Your OB rotation was going to be at a PP abortion center?  That's nuts.

I had several rotations that counted as OB, and first-assisted on a C-section on my 1st day of my 2nd rotation.  Wound up assisting in delivering of probably 20 babies through my rotations.  Never did an elective abortion, never will.

Pretty sure they changed that definition with the DSM-V.  
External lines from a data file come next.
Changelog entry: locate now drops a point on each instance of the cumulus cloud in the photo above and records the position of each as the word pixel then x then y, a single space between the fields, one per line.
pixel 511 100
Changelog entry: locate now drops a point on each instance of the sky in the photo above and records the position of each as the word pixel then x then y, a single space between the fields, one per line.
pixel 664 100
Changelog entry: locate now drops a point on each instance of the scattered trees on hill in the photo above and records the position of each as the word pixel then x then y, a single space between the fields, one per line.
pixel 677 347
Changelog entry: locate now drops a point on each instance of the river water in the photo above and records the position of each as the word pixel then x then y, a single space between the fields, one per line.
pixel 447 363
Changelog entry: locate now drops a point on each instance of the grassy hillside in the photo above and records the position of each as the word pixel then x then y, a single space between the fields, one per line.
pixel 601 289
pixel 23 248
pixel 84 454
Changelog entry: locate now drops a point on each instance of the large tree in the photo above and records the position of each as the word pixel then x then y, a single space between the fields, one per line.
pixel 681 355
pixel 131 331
Problem with psychological research is that it is mostly junk and not repeatable.  https://www.smithsonianmag.com/science-nature/scientists-replicated-100-psychology-studies-and-fewer-half-got-same-results-180956426/
 

Per the DSM V, gender dysphoria diagnosis:

In adolescents and adults gender dysphoria diagnosis involves a difference between one’s experienced/expressed gender and assigned gender, and significant distress or problems functioning. It lasts at least six months and is shown by at least two of the following:

  1. A marked incongruence between one’s experienced/expressed gender and primary and/or secondary sex characteristics
  2. A strong desire to be rid of one’s primary and/or secondary sex characteristics
  3. A strong desire for the primary and/or secondary sex characteristics of the other gender
  4. A strong desire to be of the other gender
  5. A strong desire to be treated as the other gender
  6. A strong conviction that one has the typical feelings and reactions of the other gender

In children, gender dysphoria diagnosis involves at least six of the following and an associated significant distress or impairment in function, lasting at least six months.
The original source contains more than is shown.